Don’t do this. On the GPU, all data must be naturally aligned. half requires 2-byte alignment, half2 requires 4-byte alignment. Simply casting a half* to a half2* therefore easily gives rise to unaligned data access, which in turn returns undefined data.

thx，the original code belongs to an open source project of NVIDIA. I asked the author on github whether my code is normal, and then according to his answer, I used half, but the result was still nan. If I remove my invokesplitout, the result of fp16 is normal, I don’t know what else needs to be modified in my func.

template<>
__global__ void splitout(const half*  in, 
                            half*  out, 
                            const int m, 
                            const int n, 
                            const int s)
{   

    for (int id = blockIdx.x * blockDim.x + threadIdx.x; id < m * n; id += blockDim.x * gridDim.x) 
    { 
        int col_idx = id % n;
        int row_idx = id / n / s;
        int tar_row_idx = row_idx * n;
        int tar_idx = tar_row_idx + col_idx;
        out[id] = in[tar_idx];
        // printf("value=%lu\n", d1);
    }
}

template<typename T>
void invokesplitout(
    const T* in, T* out, const int m, const int n, const int s, cudaStream_t stream)
{   
    const int data_type_factor = 1;  // 1 for fp32, 2 for fp16
    // const int data_type_factor = 4 / sizeof(T);  // 1 for fp32, 2 for fp16
    dim3 block, grid;
    if (n / 4 / data_type_factor <= 1024) {
        block.x = n / 4 / data_type_factor;
        grid.x = m;
    }
    else {
        block.x = 1024;
        grid.x = (m * n + 1023) / 1024;
    }
    // splitout<<<grid, block, 0, stream>>>(in, out, m, n, s);
    splitout<<<grid, block, 0, stream>>>(in, out, m, n / data_type_factor, s);
}

I generally don’t debug other people’s code, I find debugging my own code annoying enough. What I wrote above is just something I spotted scanning the code.

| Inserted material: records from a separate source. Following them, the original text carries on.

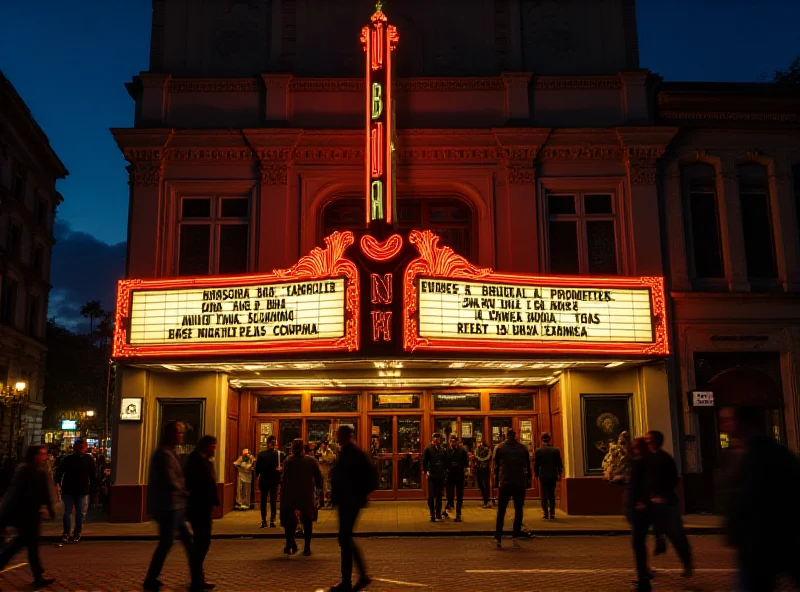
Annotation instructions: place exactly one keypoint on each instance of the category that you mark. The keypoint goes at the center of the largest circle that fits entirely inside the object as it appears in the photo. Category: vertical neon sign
(379, 40)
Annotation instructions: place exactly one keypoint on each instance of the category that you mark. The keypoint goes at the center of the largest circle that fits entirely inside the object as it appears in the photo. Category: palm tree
(92, 310)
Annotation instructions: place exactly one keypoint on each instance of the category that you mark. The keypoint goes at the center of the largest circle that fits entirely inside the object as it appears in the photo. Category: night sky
(70, 60)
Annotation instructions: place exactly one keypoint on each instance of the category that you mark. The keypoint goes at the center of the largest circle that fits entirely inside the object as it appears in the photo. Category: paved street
(453, 563)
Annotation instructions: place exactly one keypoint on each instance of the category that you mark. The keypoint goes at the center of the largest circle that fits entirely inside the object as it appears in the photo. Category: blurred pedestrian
(512, 464)
(201, 488)
(301, 477)
(166, 502)
(547, 467)
(761, 503)
(77, 477)
(353, 478)
(638, 509)
(21, 507)
(433, 463)
(267, 469)
(663, 476)
(456, 463)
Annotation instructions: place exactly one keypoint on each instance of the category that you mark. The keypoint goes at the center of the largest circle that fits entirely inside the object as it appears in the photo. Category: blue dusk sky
(70, 60)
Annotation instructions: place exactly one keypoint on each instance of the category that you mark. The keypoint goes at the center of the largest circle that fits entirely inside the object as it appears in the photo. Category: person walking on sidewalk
(663, 473)
(201, 487)
(547, 467)
(353, 478)
(456, 463)
(483, 463)
(77, 477)
(301, 479)
(512, 463)
(21, 507)
(269, 477)
(166, 503)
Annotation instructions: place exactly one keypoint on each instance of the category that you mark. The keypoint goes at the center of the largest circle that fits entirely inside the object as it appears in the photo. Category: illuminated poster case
(312, 306)
(454, 305)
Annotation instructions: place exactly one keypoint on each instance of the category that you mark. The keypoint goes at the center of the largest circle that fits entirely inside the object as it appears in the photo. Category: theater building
(394, 225)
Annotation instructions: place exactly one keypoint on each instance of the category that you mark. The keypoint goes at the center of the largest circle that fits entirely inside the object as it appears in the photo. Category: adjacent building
(29, 169)
(283, 160)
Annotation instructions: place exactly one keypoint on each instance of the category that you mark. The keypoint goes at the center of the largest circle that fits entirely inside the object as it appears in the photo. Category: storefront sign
(701, 399)
(312, 306)
(453, 305)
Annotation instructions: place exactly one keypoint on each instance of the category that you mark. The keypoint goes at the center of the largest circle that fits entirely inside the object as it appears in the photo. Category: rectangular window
(582, 236)
(8, 307)
(759, 240)
(214, 235)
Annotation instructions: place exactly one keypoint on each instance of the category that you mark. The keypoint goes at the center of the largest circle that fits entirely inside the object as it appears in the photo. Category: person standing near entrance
(201, 486)
(77, 477)
(268, 466)
(433, 463)
(512, 464)
(301, 478)
(166, 502)
(353, 478)
(244, 479)
(457, 461)
(547, 467)
(663, 473)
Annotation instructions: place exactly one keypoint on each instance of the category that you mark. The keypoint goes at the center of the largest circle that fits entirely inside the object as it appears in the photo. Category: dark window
(581, 234)
(459, 402)
(395, 401)
(214, 235)
(8, 306)
(334, 403)
(33, 316)
(14, 239)
(511, 402)
(195, 249)
(759, 241)
(279, 404)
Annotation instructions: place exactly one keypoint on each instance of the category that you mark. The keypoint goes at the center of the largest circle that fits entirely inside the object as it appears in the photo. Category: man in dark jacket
(433, 463)
(21, 507)
(456, 463)
(512, 463)
(269, 477)
(353, 478)
(547, 467)
(663, 473)
(77, 477)
(201, 487)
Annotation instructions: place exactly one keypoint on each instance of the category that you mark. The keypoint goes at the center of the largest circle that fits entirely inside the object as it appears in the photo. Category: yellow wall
(650, 409)
(137, 441)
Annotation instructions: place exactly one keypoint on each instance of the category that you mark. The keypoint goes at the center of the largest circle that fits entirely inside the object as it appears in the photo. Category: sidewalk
(387, 519)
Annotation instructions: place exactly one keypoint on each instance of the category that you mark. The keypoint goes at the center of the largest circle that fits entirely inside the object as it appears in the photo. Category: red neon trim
(384, 251)
(320, 263)
(435, 261)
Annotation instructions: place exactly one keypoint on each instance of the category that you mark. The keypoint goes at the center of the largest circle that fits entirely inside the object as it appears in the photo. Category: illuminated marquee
(312, 306)
(451, 304)
(379, 40)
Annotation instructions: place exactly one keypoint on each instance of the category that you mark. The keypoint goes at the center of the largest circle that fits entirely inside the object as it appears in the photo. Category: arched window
(449, 217)
(701, 217)
(759, 240)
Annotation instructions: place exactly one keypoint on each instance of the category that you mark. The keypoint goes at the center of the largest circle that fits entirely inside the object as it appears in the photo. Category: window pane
(235, 208)
(193, 207)
(759, 245)
(597, 204)
(195, 244)
(560, 204)
(601, 243)
(233, 248)
(564, 247)
(705, 243)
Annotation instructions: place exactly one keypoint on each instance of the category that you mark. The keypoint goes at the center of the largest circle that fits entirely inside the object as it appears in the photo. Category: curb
(699, 530)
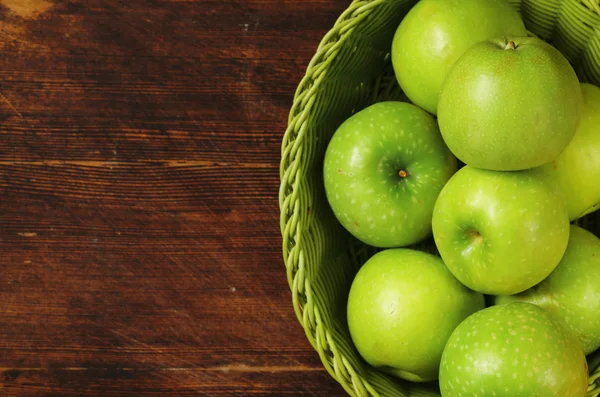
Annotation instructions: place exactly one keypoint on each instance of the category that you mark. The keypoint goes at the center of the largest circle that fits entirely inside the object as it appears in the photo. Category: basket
(351, 70)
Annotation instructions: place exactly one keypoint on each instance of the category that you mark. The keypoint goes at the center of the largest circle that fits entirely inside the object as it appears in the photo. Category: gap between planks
(168, 163)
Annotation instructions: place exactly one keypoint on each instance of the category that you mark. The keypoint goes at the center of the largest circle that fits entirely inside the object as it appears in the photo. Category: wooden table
(139, 235)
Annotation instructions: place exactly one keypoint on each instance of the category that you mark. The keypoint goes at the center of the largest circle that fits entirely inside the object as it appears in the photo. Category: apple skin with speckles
(572, 291)
(402, 307)
(517, 350)
(435, 33)
(383, 170)
(510, 104)
(498, 232)
(576, 172)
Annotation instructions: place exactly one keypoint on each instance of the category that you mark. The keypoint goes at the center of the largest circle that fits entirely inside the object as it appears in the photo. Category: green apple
(513, 350)
(383, 171)
(510, 104)
(402, 307)
(576, 172)
(435, 33)
(499, 232)
(572, 291)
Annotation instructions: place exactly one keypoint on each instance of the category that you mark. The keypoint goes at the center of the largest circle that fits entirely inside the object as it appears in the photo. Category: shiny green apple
(383, 171)
(510, 104)
(435, 33)
(572, 291)
(402, 307)
(513, 350)
(499, 232)
(576, 172)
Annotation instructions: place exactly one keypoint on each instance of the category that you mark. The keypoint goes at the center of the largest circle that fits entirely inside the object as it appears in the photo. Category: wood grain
(139, 237)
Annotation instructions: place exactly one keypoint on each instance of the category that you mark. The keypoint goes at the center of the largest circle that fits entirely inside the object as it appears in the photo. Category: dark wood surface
(139, 235)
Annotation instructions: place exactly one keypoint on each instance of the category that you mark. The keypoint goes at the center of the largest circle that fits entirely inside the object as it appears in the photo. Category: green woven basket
(350, 71)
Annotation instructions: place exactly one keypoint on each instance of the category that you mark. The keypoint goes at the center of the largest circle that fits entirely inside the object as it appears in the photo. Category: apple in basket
(383, 170)
(435, 33)
(510, 104)
(515, 349)
(402, 307)
(572, 291)
(499, 232)
(576, 172)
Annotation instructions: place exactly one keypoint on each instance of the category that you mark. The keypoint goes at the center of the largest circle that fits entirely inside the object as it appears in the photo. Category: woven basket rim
(308, 315)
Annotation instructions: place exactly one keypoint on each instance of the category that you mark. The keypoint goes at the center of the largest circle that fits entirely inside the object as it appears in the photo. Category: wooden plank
(139, 227)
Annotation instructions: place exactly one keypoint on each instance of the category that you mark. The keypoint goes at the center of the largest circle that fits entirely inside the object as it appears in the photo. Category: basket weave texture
(351, 70)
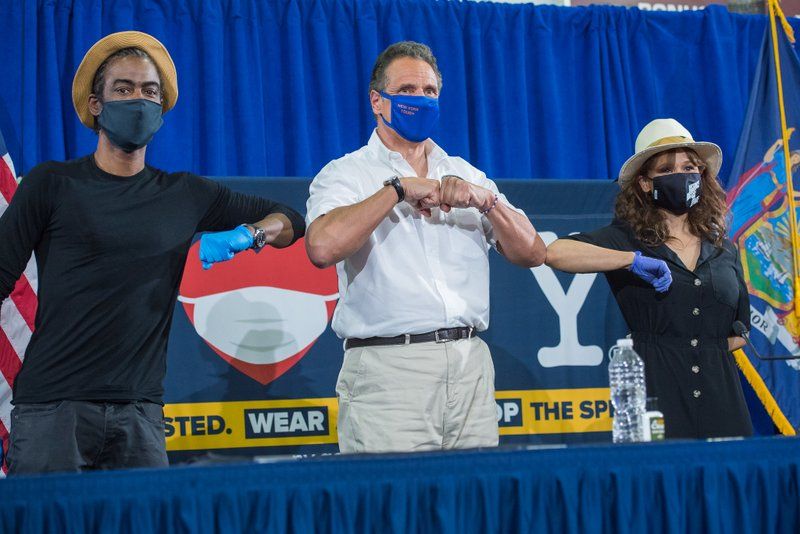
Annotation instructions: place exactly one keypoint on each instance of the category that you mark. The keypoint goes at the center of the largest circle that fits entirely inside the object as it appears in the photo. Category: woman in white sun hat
(676, 278)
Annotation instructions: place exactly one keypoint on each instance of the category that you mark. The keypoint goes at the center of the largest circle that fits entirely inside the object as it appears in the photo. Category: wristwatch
(394, 181)
(259, 237)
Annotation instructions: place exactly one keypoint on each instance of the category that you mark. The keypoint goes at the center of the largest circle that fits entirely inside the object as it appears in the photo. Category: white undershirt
(414, 274)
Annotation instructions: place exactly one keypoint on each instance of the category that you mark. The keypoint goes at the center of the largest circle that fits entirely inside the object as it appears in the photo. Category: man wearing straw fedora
(111, 235)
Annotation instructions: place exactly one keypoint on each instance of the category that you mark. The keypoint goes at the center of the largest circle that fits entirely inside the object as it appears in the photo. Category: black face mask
(130, 124)
(677, 192)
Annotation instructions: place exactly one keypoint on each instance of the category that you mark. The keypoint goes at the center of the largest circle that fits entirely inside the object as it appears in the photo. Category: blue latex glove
(222, 246)
(653, 271)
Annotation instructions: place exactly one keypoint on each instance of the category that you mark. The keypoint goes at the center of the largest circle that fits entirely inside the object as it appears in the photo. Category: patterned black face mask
(677, 192)
(130, 124)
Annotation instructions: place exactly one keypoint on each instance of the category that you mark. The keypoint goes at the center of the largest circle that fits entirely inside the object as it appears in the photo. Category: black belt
(439, 336)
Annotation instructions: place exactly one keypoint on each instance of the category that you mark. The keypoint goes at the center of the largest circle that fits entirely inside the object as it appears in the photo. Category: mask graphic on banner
(413, 117)
(260, 325)
(261, 313)
(677, 192)
(130, 124)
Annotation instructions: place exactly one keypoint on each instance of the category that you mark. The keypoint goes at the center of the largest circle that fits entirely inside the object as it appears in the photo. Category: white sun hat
(661, 135)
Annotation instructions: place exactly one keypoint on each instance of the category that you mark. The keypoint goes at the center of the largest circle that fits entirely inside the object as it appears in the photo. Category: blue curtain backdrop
(279, 87)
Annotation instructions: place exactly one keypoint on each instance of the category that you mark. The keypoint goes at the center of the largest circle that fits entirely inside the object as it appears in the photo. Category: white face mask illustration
(260, 325)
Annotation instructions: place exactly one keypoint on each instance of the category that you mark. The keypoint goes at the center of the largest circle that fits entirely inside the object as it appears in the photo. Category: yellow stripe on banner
(774, 8)
(763, 393)
(554, 411)
(785, 23)
(273, 423)
(228, 425)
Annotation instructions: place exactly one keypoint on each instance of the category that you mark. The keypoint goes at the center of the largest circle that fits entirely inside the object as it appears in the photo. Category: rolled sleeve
(331, 188)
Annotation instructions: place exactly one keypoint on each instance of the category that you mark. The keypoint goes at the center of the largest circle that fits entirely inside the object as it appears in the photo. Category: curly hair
(707, 219)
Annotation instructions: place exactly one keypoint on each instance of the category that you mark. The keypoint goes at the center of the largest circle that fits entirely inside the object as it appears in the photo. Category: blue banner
(763, 225)
(253, 364)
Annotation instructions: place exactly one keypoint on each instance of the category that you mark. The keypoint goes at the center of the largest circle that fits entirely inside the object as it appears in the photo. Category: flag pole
(775, 10)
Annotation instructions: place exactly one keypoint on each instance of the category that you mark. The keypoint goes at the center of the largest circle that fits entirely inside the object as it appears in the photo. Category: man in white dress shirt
(409, 229)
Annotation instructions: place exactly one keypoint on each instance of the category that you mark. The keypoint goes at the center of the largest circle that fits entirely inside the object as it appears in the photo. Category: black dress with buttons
(682, 334)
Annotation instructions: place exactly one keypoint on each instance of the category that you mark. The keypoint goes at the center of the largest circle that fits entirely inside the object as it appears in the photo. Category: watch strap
(394, 181)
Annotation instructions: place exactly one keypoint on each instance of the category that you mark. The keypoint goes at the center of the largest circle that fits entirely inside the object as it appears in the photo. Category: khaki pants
(423, 396)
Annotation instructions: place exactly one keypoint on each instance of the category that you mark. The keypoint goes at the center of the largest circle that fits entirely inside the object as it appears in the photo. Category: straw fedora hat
(661, 135)
(99, 52)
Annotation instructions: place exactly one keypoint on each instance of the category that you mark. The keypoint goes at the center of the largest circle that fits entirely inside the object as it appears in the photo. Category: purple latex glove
(222, 246)
(654, 272)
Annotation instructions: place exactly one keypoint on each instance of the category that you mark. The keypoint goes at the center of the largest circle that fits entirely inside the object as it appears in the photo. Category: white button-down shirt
(414, 274)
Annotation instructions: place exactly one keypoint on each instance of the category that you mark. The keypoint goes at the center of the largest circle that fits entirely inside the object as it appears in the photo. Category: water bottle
(626, 378)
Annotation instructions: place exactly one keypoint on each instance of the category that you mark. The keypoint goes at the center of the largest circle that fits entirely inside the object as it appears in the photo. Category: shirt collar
(390, 157)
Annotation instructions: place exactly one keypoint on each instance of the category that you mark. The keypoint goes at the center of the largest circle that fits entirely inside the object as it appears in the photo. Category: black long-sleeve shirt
(110, 252)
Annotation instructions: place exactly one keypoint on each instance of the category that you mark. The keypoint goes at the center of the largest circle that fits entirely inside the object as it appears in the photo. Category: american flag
(17, 312)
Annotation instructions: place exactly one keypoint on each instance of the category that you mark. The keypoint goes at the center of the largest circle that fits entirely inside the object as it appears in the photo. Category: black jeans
(80, 436)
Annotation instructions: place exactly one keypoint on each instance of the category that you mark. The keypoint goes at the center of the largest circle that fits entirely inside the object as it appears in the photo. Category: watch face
(260, 238)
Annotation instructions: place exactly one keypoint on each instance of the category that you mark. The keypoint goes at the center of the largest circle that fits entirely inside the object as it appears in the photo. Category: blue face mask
(130, 124)
(413, 117)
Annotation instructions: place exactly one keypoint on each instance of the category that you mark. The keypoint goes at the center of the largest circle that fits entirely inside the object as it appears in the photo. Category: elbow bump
(319, 255)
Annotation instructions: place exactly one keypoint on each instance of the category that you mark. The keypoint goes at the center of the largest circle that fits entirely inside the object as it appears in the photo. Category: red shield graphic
(276, 279)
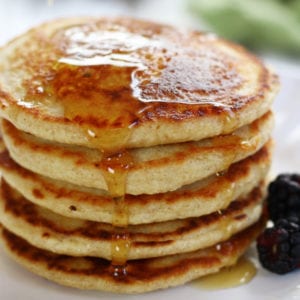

In addition to picking up NaNs through undefined data access, a typical scenario in which NaN is generated is an invalid floating-point operation, such as INFINITY-INFINITY, 0*INFINITY, 0/0, INFINITY/INFINITY. Because fp16 has a very limited range, underflow and overflow may occur easily an result in zero or infinity. You might want to look for those types of scenarios and carefully inspect intermediate data.